Task-Aware LLM Routing with Multi-Level Task-Profile-Guided Data Synthesis for Cold-Start Scenarios

arXiv cs.CL / 4/13/2026

📰 NewsSignals & Early TrendsIdeas & Deep AnalysisModels & Research

Key Points

  • The paper proposes a multi-level task-profile-guided data synthesis method to generate diverse QA pairs that better approximate test-time query distributions, especially when in-domain data is unavailable for cold-start routing.
  • It introduces TRouter, a task-type-aware LLM routing approach that uses latent task-type variables to model query-conditioned cost and performance.
  • TRouter leverages a prior derived from the synthesized hierarchical task taxonomy to regularize routing decisions under limited or missing in-domain training data.
  • Experiments on multiple benchmarks indicate that the synthesis framework reduces cold-start issues and that TRouter improves practical LLM routing quality across both cold-start and in-domain settings.

Abstract

Large language models (LLMs) exhibit substantial variability in performance and computational cost across tasks and queries, motivating routing systems that select models to meet user-specific cost-performance trade-offs.
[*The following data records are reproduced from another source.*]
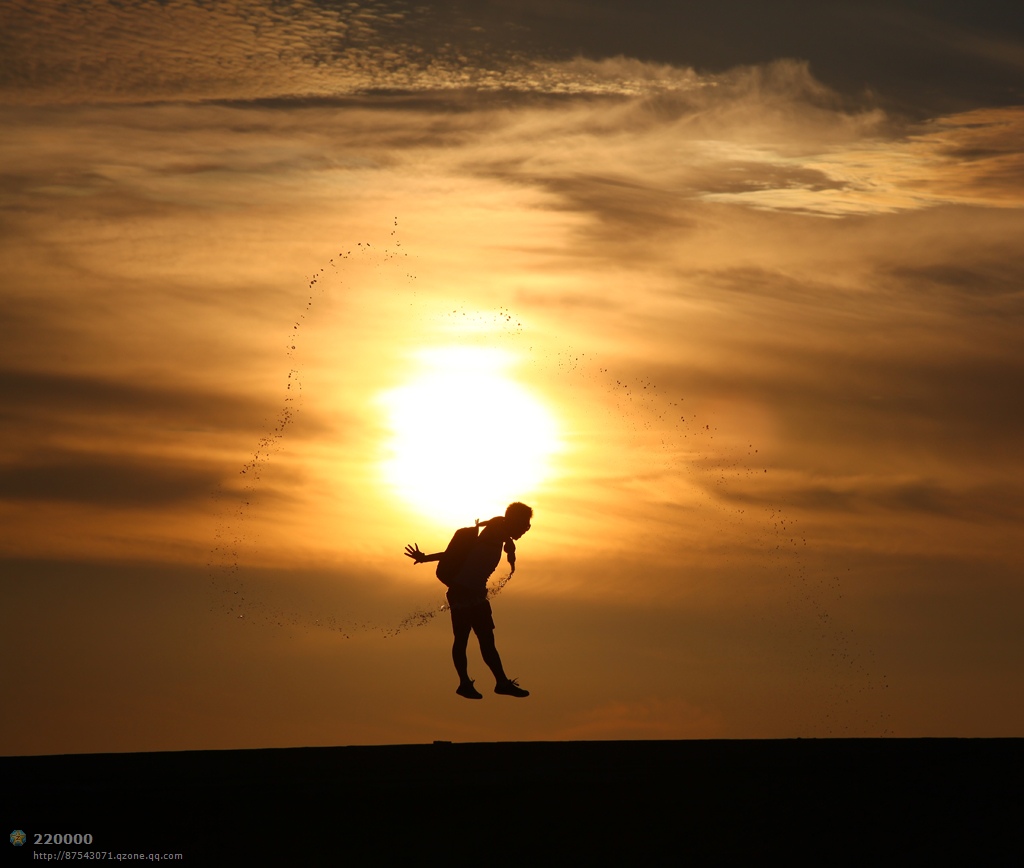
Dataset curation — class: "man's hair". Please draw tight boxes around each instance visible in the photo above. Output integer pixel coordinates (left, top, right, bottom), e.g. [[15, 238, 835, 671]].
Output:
[[505, 501, 534, 521]]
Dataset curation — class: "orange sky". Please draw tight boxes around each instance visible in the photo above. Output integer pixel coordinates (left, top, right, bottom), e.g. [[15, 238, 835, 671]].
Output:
[[0, 0, 1024, 754]]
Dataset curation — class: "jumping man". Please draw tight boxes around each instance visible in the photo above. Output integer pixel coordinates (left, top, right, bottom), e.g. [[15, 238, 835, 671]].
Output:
[[406, 503, 534, 699]]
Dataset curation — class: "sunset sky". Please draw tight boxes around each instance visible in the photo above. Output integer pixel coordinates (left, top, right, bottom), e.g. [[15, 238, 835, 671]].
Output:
[[0, 0, 1024, 754]]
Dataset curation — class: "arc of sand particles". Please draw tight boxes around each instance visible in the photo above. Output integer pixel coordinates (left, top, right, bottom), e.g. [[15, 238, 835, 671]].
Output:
[[210, 218, 886, 734]]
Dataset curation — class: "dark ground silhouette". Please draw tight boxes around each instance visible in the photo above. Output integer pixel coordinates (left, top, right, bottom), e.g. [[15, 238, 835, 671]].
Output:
[[0, 739, 1024, 865]]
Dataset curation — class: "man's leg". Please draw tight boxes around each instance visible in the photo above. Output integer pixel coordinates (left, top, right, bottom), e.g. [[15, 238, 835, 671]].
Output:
[[473, 626, 508, 684], [452, 609, 483, 699], [473, 624, 529, 697]]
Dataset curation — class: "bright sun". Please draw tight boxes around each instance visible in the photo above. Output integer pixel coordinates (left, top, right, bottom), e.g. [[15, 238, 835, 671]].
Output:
[[381, 347, 559, 524]]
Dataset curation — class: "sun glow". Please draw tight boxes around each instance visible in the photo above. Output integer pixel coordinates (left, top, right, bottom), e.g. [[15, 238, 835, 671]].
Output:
[[381, 347, 560, 523]]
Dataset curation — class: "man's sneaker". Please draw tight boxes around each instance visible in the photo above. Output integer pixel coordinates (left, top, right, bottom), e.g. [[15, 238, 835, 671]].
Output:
[[495, 679, 529, 698], [456, 682, 483, 699]]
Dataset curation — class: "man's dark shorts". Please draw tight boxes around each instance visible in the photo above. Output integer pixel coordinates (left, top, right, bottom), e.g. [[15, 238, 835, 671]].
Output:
[[449, 600, 495, 635]]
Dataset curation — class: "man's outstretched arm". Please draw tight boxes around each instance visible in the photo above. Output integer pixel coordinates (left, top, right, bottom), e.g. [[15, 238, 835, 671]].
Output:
[[406, 543, 444, 564]]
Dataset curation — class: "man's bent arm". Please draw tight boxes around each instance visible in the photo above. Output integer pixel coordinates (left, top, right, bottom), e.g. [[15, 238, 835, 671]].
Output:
[[406, 544, 444, 564]]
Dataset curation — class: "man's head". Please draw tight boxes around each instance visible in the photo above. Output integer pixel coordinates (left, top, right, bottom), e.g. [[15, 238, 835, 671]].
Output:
[[505, 501, 534, 539]]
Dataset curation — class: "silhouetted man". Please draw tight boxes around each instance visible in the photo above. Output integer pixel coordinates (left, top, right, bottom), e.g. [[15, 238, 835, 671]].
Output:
[[406, 503, 534, 699]]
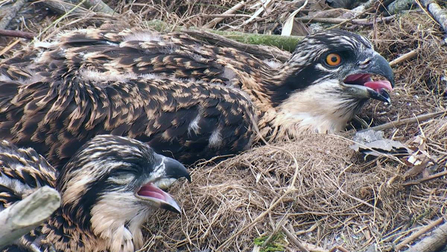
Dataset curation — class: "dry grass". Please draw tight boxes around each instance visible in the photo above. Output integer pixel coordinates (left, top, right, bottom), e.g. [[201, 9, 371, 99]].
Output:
[[0, 0, 447, 251]]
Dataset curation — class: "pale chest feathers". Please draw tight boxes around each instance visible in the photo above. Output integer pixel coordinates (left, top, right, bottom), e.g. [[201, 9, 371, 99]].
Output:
[[265, 81, 360, 139]]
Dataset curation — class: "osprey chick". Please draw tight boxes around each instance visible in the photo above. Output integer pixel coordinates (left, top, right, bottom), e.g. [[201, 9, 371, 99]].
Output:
[[0, 135, 190, 252], [0, 29, 394, 167]]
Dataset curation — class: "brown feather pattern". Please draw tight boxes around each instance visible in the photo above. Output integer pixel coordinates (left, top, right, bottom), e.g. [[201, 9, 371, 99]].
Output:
[[0, 29, 389, 167], [0, 135, 189, 252]]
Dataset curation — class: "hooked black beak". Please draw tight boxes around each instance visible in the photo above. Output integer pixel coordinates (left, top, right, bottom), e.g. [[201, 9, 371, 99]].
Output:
[[342, 53, 394, 103], [136, 153, 191, 213]]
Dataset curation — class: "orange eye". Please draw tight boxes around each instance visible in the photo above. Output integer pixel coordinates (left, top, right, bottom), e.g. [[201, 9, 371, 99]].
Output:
[[326, 53, 341, 66]]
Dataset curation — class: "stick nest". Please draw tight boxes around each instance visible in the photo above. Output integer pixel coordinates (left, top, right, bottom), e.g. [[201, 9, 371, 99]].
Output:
[[0, 0, 447, 251]]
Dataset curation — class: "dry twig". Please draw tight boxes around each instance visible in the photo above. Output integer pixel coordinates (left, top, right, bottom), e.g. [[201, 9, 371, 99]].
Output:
[[0, 0, 26, 30], [370, 111, 447, 131], [0, 30, 35, 39], [406, 219, 447, 252], [203, 1, 245, 29], [396, 218, 444, 252]]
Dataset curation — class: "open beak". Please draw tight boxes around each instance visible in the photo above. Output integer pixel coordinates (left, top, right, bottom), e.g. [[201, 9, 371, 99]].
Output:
[[343, 54, 394, 103], [136, 154, 191, 213]]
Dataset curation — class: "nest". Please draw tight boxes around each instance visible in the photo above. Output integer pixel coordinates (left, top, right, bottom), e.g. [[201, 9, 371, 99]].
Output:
[[145, 131, 447, 251]]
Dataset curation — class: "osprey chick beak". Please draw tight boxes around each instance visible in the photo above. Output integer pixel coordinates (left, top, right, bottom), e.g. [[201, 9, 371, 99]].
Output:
[[136, 154, 191, 214], [342, 53, 394, 103]]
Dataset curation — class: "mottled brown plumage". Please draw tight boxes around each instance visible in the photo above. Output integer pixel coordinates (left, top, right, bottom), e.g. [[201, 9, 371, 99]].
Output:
[[0, 135, 189, 252], [0, 29, 393, 167]]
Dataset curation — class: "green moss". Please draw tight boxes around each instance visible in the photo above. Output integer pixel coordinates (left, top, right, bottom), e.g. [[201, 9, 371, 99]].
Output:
[[254, 233, 287, 252]]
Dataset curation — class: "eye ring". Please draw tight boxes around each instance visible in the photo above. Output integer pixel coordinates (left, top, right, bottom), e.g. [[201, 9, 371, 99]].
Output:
[[326, 53, 341, 67]]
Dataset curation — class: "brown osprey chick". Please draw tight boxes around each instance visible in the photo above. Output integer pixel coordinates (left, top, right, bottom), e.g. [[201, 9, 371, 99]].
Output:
[[0, 29, 394, 167], [0, 135, 190, 252]]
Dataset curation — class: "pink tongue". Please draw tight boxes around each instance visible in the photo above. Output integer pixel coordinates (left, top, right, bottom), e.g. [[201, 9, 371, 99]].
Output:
[[364, 80, 393, 92], [138, 184, 167, 201]]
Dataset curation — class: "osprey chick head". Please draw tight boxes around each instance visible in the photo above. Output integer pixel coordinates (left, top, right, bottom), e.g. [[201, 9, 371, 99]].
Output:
[[57, 135, 190, 251], [271, 30, 394, 135]]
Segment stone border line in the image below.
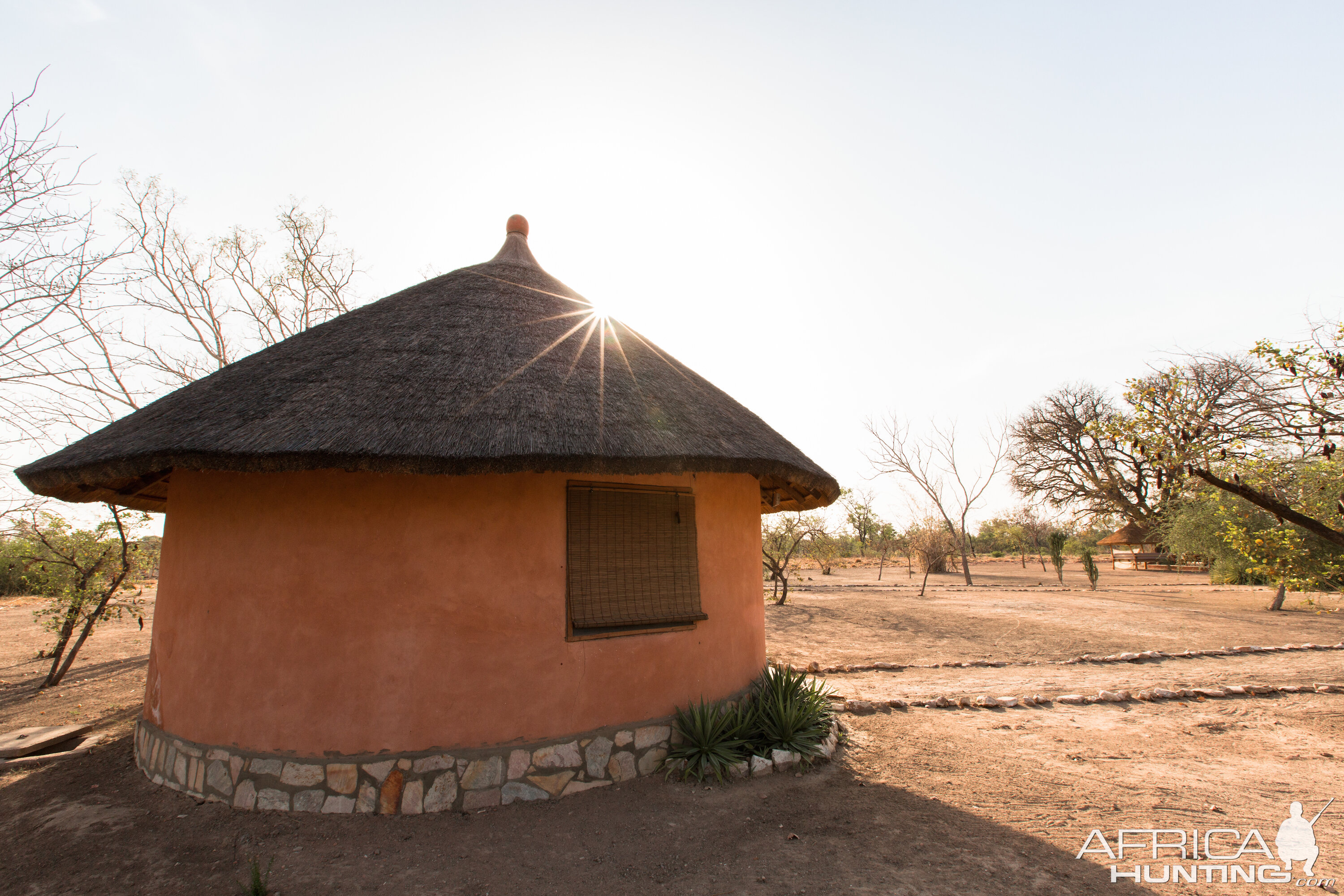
[788,642,1344,674]
[134,719,839,815]
[836,681,1344,716]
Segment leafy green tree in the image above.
[808,526,844,575]
[840,489,880,556]
[19,504,149,688]
[1050,532,1068,584]
[1082,548,1101,591]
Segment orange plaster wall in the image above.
[145,470,765,756]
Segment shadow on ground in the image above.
[0,737,1153,896]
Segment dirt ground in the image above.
[0,560,1344,896]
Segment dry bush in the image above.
[910,516,957,572]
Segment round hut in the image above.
[17,216,839,813]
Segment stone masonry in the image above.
[134,719,836,815]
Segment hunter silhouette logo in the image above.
[1274,797,1335,877]
[1075,797,1335,887]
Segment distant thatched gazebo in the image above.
[1097,522,1159,569]
[17,216,839,811]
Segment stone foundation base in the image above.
[136,719,672,815]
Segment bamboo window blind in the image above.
[567,482,708,634]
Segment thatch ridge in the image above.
[1097,522,1152,544]
[16,234,839,510]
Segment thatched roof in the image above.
[1097,522,1150,545]
[16,218,840,512]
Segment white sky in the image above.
[0,0,1344,529]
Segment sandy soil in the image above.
[0,561,1344,896]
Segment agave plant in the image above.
[668,698,751,780]
[750,665,832,759]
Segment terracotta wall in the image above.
[145,470,765,756]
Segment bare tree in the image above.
[118,172,359,386]
[1009,383,1160,522]
[910,516,965,598]
[19,504,149,688]
[0,73,117,411]
[840,489,879,556]
[215,202,356,345]
[866,414,1008,584]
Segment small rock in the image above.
[257,787,289,811]
[637,748,668,775]
[327,762,359,794]
[532,740,583,774]
[234,780,257,811]
[583,737,612,778]
[206,759,234,797]
[280,762,327,784]
[247,759,285,778]
[606,750,638,782]
[560,780,612,797]
[355,780,378,813]
[294,790,327,811]
[411,751,452,775]
[508,750,532,780]
[323,797,355,814]
[632,725,672,764]
[422,771,457,811]
[462,787,500,811]
[770,750,802,771]
[461,758,505,790]
[402,780,425,815]
[378,768,402,815]
[527,774,575,797]
[500,780,548,806]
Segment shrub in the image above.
[750,665,832,760]
[668,663,832,780]
[239,856,276,896]
[668,698,751,780]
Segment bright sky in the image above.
[0,0,1344,532]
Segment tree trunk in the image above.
[42,600,83,688]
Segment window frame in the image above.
[564,479,708,641]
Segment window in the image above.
[566,482,708,638]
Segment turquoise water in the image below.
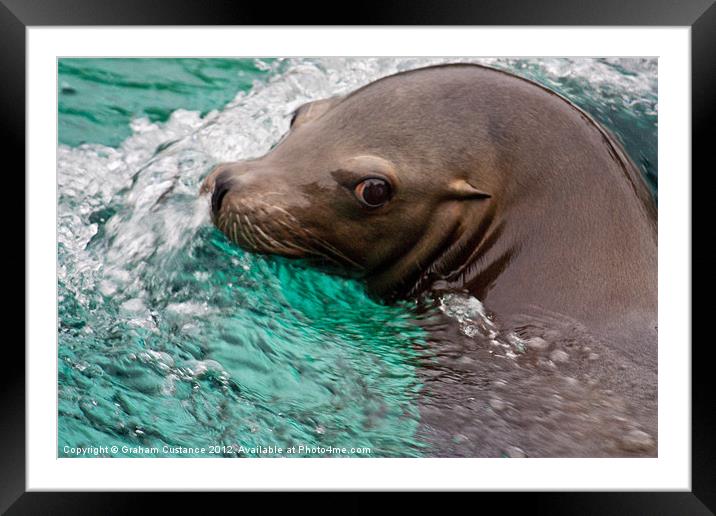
[58,58,657,457]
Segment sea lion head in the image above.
[202,66,498,298]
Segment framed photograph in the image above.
[7,1,716,514]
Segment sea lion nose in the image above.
[211,174,231,216]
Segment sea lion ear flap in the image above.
[448,179,492,199]
[290,97,342,129]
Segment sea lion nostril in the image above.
[211,179,231,215]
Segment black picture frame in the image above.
[0,0,716,515]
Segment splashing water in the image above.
[57,58,657,457]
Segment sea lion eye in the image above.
[354,177,393,208]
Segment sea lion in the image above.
[202,64,657,348]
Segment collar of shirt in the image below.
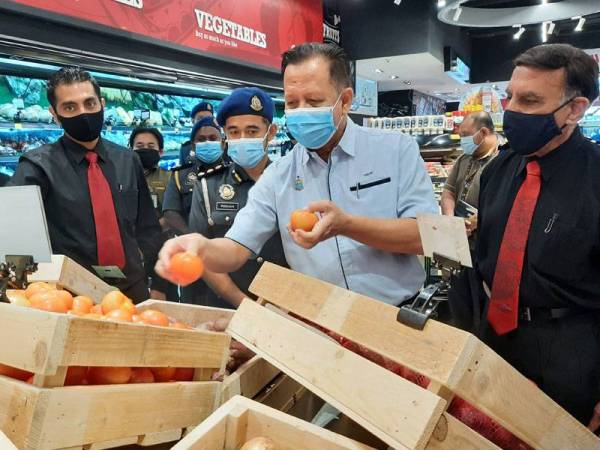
[298,117,358,165]
[61,135,107,164]
[517,127,585,181]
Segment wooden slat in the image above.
[173,397,372,450]
[137,300,235,327]
[0,376,39,449]
[27,255,116,303]
[61,317,230,369]
[137,428,183,447]
[426,413,500,450]
[221,356,281,403]
[250,263,600,450]
[33,382,220,448]
[0,303,68,375]
[228,301,445,449]
[454,342,600,450]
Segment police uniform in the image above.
[144,167,171,215]
[189,164,287,308]
[162,160,226,223]
[189,88,287,308]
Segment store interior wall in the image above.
[471,28,600,83]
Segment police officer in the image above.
[129,127,170,219]
[179,102,214,165]
[163,117,225,233]
[189,87,287,307]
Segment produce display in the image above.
[0,282,194,386]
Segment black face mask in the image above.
[57,109,104,142]
[135,148,160,170]
[503,97,575,156]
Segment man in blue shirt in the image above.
[157,44,439,305]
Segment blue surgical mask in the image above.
[285,94,342,150]
[196,141,223,164]
[460,131,483,155]
[227,132,268,169]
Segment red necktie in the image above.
[85,152,125,269]
[487,161,542,335]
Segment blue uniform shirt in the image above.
[226,119,439,305]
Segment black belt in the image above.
[519,306,585,322]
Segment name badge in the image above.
[217,202,240,211]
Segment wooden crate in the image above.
[173,396,371,450]
[27,255,116,303]
[228,263,600,450]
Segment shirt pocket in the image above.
[532,220,594,282]
[120,189,139,225]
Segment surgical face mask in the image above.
[227,131,269,169]
[503,97,575,156]
[57,109,104,142]
[135,148,160,170]
[460,131,483,155]
[285,94,342,151]
[195,141,223,164]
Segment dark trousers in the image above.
[480,312,600,426]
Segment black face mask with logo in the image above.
[135,148,160,170]
[57,109,104,142]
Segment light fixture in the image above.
[452,6,462,22]
[571,16,585,31]
[513,25,525,40]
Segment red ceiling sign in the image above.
[5,0,323,68]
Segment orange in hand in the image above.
[169,252,204,286]
[290,209,319,231]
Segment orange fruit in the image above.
[0,364,33,381]
[290,209,319,231]
[129,367,154,383]
[54,290,73,309]
[140,309,169,327]
[104,309,131,322]
[25,281,54,298]
[87,367,133,384]
[65,366,87,386]
[71,295,94,316]
[150,367,177,383]
[100,291,129,314]
[173,367,194,381]
[169,252,204,286]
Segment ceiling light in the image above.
[571,16,585,31]
[452,6,462,22]
[513,25,525,40]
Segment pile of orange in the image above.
[0,282,194,386]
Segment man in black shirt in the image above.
[454,44,600,428]
[10,67,163,302]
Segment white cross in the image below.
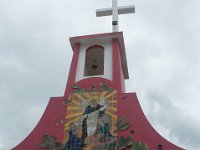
[96,0,135,32]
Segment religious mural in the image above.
[64,91,117,150]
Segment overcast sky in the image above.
[0,0,200,150]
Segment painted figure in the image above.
[63,122,84,150]
[81,94,107,140]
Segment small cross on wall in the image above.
[96,0,135,32]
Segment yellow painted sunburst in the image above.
[64,91,117,150]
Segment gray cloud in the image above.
[0,0,200,150]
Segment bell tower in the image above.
[13,0,183,150]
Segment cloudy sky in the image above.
[0,0,200,150]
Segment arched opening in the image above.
[84,45,104,76]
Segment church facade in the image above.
[13,0,183,150]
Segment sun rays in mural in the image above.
[64,91,117,149]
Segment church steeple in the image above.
[14,0,183,150]
[96,0,135,32]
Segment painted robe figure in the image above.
[63,122,84,150]
[81,96,107,140]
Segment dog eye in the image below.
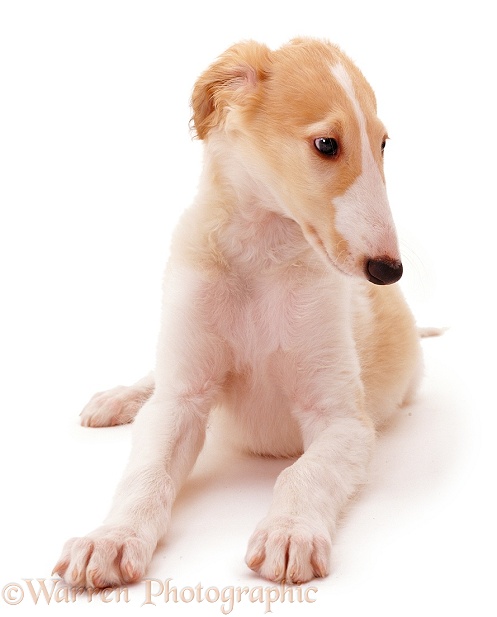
[314,137,339,157]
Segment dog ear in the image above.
[191,41,271,139]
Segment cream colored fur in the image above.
[55,39,421,587]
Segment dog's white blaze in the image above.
[331,64,400,259]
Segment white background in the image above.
[0,0,497,617]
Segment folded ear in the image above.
[192,41,271,139]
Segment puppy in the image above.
[54,39,421,588]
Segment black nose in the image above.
[366,259,403,285]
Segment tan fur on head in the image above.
[192,41,270,139]
[55,39,424,587]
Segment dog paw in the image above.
[52,527,154,589]
[80,386,144,427]
[245,516,331,584]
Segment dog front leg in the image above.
[54,274,228,588]
[246,404,374,584]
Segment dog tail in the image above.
[418,327,448,338]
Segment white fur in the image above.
[55,39,419,587]
[331,64,400,270]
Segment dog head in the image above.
[192,39,402,285]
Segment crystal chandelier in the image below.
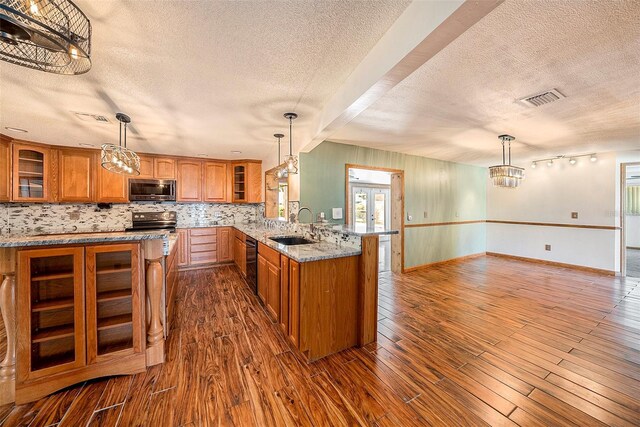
[273,133,289,179]
[284,113,298,175]
[0,0,91,75]
[489,135,524,188]
[101,113,140,175]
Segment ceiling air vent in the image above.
[72,111,111,124]
[518,89,566,107]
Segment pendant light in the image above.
[489,135,524,188]
[0,0,91,75]
[273,133,289,179]
[101,113,140,175]
[284,113,298,175]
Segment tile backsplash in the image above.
[0,202,259,235]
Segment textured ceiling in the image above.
[0,0,409,159]
[329,0,640,165]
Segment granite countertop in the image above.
[316,224,400,236]
[233,224,361,262]
[0,230,169,248]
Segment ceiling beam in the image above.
[300,0,504,152]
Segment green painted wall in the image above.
[300,141,487,268]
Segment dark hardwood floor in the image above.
[0,257,640,427]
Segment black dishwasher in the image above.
[245,236,258,293]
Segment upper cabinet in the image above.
[58,149,94,203]
[0,135,11,202]
[176,160,202,202]
[134,155,154,179]
[11,143,50,202]
[231,162,262,203]
[96,159,129,203]
[153,157,176,179]
[0,135,262,203]
[202,162,229,202]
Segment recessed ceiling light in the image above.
[5,126,29,133]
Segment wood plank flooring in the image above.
[0,257,640,427]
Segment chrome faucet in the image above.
[298,206,318,240]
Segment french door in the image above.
[351,186,391,240]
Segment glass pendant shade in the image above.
[100,113,140,175]
[284,113,298,175]
[489,135,524,188]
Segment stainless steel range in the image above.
[126,211,178,233]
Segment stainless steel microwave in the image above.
[129,179,176,202]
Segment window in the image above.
[624,185,640,215]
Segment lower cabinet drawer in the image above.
[190,251,218,264]
[189,234,217,247]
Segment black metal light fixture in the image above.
[0,0,91,75]
[284,113,298,175]
[489,135,524,188]
[101,113,140,175]
[273,133,289,179]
However, existing routers generalize poorly in cold-start scenarios where in-domain training data is unavailable. We address this limitation with a multi-level task-profile-guided data synthesis framework that constructs a hierarchical task taxonomy and produces diverse question-answer pairs to approximate the test-time query distribution. Building on this, we introduce TRouter, a task-type-aware router approach that models query-conditioned cost and performance via latent task-type variables, with prior regularization derived from the synthesized task taxonomy. This design enhances TRouter's routing utility under both cold-start and in-domain settings. Across multiple benchmarks, we show that our synthesis framework alleviates cold-start issues and that TRouter delivers effective LLM routing.